O conto, neste sentido, me parece uma decisão muito acertada para o livro de estreia de Baldi. Algo da sensação que tive ao longo da leitura de Formigas no paraíso era parecido com aquilo que senti lendo o segundo livro do escritor gaúcho Tobias Carvalho, Visão noturna, publicado pela Todavia no fim de 2021. Isso ocorre, mais especificamente, na quebra de expectativa entre seu primeiro livro As coisas – um conjunto de 23 textos focados na vida, mas principalmente na experiência amorosa, de jovens gays, vencedor do Prêmio Sesc de Literatura em 2018 – e esse segundo, um conjunto de apenas quatro narrativas um tanto estranhas entre si, mas que têm em comum os sonhos como um elemento central. Não se trata de elogiar o primeiro por sua honestidade ou por sua atenção maravilhosa aos detalhes, nem o segundo por sua inventividade de cabo a rabo. Mas penso que nesse movimento de circular entre diferentes temas e distintas maneiras de abordá-los, é possível notar algo que é comum entre esses dois escritores mais ou menos da mesma idade que começaram a publicar livros no Brasil.

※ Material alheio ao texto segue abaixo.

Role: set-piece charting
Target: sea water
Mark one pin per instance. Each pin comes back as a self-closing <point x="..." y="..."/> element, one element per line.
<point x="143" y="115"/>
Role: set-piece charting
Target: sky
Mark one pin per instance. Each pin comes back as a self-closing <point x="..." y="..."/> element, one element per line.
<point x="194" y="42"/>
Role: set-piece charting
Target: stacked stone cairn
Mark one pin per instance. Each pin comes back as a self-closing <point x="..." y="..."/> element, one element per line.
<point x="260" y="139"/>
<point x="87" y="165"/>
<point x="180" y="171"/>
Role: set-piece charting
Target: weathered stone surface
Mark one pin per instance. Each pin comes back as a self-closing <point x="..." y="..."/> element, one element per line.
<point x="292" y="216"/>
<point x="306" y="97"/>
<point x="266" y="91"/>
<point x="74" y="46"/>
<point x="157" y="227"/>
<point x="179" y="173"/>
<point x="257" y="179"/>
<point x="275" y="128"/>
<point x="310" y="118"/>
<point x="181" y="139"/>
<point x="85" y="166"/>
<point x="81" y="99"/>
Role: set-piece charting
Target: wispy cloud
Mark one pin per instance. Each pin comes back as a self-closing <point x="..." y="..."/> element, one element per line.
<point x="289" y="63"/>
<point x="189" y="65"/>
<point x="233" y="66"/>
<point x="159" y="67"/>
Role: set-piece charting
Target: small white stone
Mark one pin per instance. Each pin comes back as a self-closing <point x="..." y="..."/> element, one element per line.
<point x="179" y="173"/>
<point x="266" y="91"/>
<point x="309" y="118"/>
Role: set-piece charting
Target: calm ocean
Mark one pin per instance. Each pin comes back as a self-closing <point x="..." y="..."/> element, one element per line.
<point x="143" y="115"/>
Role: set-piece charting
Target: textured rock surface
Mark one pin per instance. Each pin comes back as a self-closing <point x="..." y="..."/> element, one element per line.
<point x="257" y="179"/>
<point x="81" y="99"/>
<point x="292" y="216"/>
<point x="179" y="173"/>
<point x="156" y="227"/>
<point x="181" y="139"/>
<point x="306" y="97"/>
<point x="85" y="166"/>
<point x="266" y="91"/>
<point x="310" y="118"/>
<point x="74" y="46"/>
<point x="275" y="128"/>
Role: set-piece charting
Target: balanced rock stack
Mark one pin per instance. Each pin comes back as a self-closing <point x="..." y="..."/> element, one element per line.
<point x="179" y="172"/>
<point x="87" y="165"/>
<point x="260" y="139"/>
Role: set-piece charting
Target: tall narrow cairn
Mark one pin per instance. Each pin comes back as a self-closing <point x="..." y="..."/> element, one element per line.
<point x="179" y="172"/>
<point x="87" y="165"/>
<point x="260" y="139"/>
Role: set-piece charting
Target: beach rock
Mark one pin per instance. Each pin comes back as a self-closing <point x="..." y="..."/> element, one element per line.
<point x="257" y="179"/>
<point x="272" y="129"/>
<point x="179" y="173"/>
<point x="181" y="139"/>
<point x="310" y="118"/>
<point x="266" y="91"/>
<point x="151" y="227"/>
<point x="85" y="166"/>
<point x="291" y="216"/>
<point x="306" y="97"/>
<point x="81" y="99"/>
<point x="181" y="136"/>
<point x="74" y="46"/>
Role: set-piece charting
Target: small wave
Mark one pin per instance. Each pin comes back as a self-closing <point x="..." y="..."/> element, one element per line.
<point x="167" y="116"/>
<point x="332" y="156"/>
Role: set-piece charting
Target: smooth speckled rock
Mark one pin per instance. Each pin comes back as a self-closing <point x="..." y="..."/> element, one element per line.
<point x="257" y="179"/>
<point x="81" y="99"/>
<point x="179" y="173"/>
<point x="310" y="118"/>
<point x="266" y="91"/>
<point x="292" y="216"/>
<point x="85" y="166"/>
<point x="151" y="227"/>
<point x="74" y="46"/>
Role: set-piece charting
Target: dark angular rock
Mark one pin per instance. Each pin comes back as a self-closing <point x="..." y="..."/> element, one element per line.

Dito tudo isso, acho que é importante mencionar que, se parte dos contos de Formigas no paraíso são muito bons, há também outros que passam a impressão de acabar rápido demais, que têm elementos interessantes, mas aos quais parece faltar algo que os faria memoráveis. Por vezes, esses contos aos quais me refiro passam a impressão de serem quase estudos do escritor para a encenação de algumas personagens ou, talvez, pedaços de histórias maiores aguardando serem escritas.
No entanto, creio que ao falar sobre um livro de estreia é justo olhar com mais atenção para os pontos mais altos. Pois, com eles, há também uma promessa do que pode vir por aí. Criticar o primeiro livro de alguém dizendo que o problema dele é ser rápido, reclamar das personagens que você desejaria saber mais sobre, implica em uma curiosidade com aquilo que o autor escreverá no futuro.